Li Shimin (李世民) appartient à une famille de gouverneurs militaires d’origine turque, probablement affiliée à des tribus toutes proches. Son père gouverne la province du Shaanxi, aux marges ouest de l’empire des Sui 隋 (581-618). Ambitieux et avide de pouvoir, il enrôle son père dans une révolte, alimentée par les mauvaises relations entre l’empire et les tribus turques. Ces événements mènent à la destitution des Sui et à l’établissement de la grande dynastie Tang 唐 (618-907). Li Shimin, calculateur, décide dans un  premier temps d’installer son père sur le trône. Ainsi Li Yuan devient Tang Gaozu (唐高祖), le premier empereur des Tang, de 618 à 626.

Néanmoins c’est Li Shimin qui dirige, son père ne fait que suivre ses directives. Il a des plans très particuliers pour son empire. Pendant le règne de Gaozu, Li Shimin poursuit ses activités militaires et supprime les ennemis du nouvel empire. Puis il force son père à abdiquer en sa faveur. Li Shimin devient Tang Taizong 唐太宗, et règne de 626 à 649. Rien de plus facile, vous aussi vous pouvez fonder un empire ! Ainsi peut-on régulièrement lire dans la littérature qu’il est le véritable fondateur des Tang.

Politiques intérieure et extérieure

On attribue à son règne l’instauration durable de la paix civile et une solide réorganisation administrative du territoire. C’est aussi à son instigation qu’est créée une nouvelle version du code pénal. C’est le Code des Tang, un incroyable texte juridique qui resta en vigueur jusqu’à la fin de la période impériale, au XXe siècle. C’est qu’il devait bien fonctionner ! C’est en effet un texte d’une logique sans faille. Chaque délit ou crime s’inscrit dans une échelle de gravité selon les circonstances, avec sa peine bien définie. Exceptions et cas de figure particuliers y sont également traités. Il révise aussi le système agraire pour permettre à chaque famille paysanne d’avoir une superficie cultivable suffisante à sa subsistance et au paiement des impôts. Ce qui est quand même plus généreux, et plus logique. Cela assure la régularité des rentrées fiscales. Mais Tang Taizong est un militaire, et c’est ce qu’il fait le mieux. Durant son règne, l’empire s’étend sur les territoires de l’actuelle province du Gansu.
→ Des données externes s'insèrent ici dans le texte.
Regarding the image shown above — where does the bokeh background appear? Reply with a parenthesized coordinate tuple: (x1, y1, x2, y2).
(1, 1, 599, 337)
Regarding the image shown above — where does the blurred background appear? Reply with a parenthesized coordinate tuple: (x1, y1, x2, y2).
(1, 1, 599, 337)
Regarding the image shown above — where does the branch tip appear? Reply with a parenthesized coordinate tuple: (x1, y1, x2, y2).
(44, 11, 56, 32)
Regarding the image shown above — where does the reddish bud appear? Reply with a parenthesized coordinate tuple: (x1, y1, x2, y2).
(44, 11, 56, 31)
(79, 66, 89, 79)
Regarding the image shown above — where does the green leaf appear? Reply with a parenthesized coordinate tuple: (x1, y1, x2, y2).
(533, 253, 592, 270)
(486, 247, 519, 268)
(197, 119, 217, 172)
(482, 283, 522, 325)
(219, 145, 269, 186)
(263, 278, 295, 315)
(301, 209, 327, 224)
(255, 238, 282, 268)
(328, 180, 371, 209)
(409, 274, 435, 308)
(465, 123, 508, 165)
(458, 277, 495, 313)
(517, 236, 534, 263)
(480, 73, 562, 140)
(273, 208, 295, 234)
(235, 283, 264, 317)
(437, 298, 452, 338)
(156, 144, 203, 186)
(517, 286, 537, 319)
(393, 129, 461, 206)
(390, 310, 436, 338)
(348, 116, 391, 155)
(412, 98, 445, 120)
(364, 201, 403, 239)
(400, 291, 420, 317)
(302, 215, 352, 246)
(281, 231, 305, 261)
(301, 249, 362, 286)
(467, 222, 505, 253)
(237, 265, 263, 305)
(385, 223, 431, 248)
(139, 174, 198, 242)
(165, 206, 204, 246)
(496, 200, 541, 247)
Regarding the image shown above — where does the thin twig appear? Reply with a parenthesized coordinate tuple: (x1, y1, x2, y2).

D’une manière générale, l’époque des Tang est faite de grandes conquêtes militaires, vers l’ouest surtout, permettant à la Chine de nouer de solides relations commerciales avec l’Asie centrale à travers les fameuses « routes de la soie ». Ces triomphes militaires sont en partie dus à la grande garnison de chevaux, puisqu’au milieu du VIIe siècle l’empire dispose de 700 000 chevaux environ. Le cheval est d’une importance politique et culturelle immense sous les Tang.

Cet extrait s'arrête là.